La casquette toujours vissée sur la tête, l’air décontracté et arborant un t-shirt «Don’t be scared», Franck Annese ne passe pas inaperçu dans le journalisme. Et pour cause, ce Breton passé par les bancs de l’ESSEC a fait un pari un peu fou : lancer des magazines papier à l’heure où la presse ne jure que par le numérique.

En 1999, son idée se concrétise une première fois avec le lancement du magazine culturel Sofa. Mais faute de rentabilité, le magazine disparaît. Il tire alors les enseignements de cet échec et réfléchit à un nouveau projet autour de sa passion : le football. Avec Guillaume Bonamy et Sylvain Hervé, il lance ainsi So Foot en 2003. Ce magazine sera le premier d’une galaxie de titres de presse, à savoir Doolittle, magazine sur l’enfance, Pédale ! sur le cyclisme, So Film sur le cinéma, Tampon ! sur le rugby, The Running Heroes Society sur le running, ou encore Society pour traiter des sujets de société. «De So Foot, tout a découlé de manière naturelle et sans réelle stratégie», précise ce «Orelsan du journalisme» à l’occasion du sommet des Napoléons qui s’est tenu à Arles cet été. Tous les magazines du groupe sont rassemblés sous l’entité So Press.

Travailler avec les marques «en bonne intelligence»

Personnage atypique dans un secteur qui cherche à se renouveler, Franck Annese assume ses choix, notamment au sujet du brand content. «Nous n’avons rien contre les marques, mais il faut que la collaboration se fasse en bonne intelligence», reconnaît-il.

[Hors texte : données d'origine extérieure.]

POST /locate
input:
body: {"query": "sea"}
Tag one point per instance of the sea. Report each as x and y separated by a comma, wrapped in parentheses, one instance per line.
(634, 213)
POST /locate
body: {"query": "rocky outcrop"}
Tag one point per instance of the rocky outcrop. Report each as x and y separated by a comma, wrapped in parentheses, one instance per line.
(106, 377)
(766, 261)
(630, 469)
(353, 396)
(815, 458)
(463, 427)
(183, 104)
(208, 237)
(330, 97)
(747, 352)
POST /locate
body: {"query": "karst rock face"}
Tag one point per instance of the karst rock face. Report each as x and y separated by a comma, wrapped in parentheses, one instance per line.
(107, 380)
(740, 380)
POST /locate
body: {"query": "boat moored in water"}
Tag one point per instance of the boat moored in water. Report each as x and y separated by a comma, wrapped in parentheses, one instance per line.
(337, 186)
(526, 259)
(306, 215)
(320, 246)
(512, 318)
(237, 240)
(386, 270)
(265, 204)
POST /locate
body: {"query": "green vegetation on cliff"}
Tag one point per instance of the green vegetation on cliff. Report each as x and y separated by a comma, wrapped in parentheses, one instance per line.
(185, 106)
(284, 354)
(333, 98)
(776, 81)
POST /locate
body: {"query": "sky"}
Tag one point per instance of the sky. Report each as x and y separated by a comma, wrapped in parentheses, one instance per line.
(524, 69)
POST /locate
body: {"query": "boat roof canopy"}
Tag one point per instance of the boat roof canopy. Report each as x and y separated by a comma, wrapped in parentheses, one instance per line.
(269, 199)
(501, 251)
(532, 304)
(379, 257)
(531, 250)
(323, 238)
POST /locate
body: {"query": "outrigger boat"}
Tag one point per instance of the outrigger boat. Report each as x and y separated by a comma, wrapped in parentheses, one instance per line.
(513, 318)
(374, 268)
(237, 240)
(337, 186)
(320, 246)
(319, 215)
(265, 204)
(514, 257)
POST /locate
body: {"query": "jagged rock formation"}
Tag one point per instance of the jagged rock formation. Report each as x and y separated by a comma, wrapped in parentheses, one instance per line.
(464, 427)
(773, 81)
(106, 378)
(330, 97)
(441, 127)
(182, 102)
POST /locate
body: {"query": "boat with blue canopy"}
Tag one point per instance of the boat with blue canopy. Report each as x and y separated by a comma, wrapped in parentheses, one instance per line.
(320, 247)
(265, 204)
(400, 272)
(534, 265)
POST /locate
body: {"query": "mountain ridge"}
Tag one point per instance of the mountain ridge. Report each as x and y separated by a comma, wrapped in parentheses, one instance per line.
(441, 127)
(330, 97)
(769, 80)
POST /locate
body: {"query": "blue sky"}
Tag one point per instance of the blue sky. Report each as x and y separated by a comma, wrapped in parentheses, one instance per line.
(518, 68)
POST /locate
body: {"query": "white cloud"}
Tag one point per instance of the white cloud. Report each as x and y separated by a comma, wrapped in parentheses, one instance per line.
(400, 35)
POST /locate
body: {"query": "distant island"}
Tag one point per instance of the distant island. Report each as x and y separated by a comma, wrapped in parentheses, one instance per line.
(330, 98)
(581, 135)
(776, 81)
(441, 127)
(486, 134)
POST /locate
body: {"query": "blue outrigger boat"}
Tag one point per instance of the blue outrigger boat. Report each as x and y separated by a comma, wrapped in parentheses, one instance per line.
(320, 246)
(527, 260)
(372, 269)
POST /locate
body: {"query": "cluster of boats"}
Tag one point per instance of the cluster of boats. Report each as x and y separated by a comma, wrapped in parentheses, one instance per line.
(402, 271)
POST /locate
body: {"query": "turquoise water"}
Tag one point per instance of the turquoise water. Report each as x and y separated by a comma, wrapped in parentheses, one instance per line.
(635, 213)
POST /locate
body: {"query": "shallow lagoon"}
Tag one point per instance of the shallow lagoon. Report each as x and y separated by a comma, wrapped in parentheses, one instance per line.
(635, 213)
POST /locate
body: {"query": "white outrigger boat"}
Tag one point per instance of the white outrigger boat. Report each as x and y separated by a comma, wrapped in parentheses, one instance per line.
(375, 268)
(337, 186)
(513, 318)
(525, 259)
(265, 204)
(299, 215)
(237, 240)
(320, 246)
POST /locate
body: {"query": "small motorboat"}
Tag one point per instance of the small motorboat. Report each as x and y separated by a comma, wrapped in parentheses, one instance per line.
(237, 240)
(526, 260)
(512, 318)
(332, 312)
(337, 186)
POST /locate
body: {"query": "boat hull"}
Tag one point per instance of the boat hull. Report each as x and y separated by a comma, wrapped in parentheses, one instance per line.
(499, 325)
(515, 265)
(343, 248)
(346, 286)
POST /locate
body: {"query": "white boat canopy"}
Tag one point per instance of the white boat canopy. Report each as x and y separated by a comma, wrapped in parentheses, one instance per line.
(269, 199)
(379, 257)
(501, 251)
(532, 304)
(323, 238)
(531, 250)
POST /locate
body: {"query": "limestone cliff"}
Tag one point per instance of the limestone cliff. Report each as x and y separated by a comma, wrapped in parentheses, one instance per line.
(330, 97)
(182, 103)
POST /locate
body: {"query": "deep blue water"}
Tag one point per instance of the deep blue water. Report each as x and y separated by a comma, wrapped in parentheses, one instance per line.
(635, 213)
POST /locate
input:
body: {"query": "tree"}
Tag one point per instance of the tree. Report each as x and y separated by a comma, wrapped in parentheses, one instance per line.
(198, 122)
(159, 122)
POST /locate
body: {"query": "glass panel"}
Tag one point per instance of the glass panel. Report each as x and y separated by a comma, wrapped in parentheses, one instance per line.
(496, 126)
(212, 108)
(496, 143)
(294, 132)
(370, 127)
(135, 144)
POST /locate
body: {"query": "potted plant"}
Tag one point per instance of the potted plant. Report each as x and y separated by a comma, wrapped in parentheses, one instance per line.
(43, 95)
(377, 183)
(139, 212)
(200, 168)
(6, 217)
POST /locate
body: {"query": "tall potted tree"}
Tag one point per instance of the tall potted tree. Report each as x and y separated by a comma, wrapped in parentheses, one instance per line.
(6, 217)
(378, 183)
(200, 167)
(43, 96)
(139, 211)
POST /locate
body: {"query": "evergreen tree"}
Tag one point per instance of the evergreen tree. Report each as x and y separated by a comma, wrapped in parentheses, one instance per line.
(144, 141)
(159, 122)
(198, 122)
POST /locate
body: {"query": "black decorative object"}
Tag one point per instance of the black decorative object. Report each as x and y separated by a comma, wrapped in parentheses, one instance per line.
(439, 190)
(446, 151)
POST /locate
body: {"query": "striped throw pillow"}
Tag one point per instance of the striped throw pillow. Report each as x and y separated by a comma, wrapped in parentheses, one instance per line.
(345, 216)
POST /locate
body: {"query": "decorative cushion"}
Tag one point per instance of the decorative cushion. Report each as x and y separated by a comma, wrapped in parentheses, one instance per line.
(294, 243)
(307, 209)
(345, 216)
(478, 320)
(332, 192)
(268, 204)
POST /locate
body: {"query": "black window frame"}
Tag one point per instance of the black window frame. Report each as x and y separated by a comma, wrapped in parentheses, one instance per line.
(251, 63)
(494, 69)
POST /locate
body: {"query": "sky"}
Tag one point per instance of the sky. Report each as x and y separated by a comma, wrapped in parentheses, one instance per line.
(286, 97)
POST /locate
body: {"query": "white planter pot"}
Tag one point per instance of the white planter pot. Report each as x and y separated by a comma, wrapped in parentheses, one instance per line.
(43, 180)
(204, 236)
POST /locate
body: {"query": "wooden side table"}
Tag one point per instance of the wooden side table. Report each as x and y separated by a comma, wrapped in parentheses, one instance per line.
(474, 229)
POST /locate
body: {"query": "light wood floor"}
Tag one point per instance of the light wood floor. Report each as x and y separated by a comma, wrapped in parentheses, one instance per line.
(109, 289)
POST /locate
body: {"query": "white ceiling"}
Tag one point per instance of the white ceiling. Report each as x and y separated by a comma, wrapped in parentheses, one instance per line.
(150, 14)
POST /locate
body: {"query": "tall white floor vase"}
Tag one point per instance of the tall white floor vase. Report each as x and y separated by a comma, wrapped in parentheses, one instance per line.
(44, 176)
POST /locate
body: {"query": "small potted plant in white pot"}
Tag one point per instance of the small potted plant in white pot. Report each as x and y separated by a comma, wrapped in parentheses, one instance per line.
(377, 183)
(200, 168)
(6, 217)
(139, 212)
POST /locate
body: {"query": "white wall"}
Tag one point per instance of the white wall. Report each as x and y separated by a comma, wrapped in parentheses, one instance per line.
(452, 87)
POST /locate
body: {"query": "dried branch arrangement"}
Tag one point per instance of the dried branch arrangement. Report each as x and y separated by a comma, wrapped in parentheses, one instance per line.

Et d’ajouter : «Souvent, les marques viennent nous voir pour de bonnes raisons, avec des intentions louables.» De cette philosophie, est né en 2009 le magazine musical Greenroom en partenariat avec Heineken.

Pour Franck Annese, l’essentiel est de ne pas pervertir la façon de travailler des journalistes de So Press qui a permis d’insuffler le ton, le style et l’identité éditoriale propres aux magazines du groupe de presse. «Nous ne sommes pas forcément les plus forts pour garantir une audience et de la quantité aux marques. Par contre, nous pouvons leur garantir de la qualité. Et de cette qualité, nous essaierons de faire naître une quantité, mais une quantité qualitative», explique Franck Annese.

Prenant soin de ne pas prendre parti en politique, So Press tourne autour d’une idée simple : raconter la complexité du monde avec un ton simple. «Nous ne créons pas de rapport de force entre le journaliste et le lecteur», assure le patron de presse. A ses yeux, Society, qui couvre des thèmes sociétaux de manière transversale, de la politique au cinéma, en passant par l’humain ou l’humour, en est la meilleure illustration.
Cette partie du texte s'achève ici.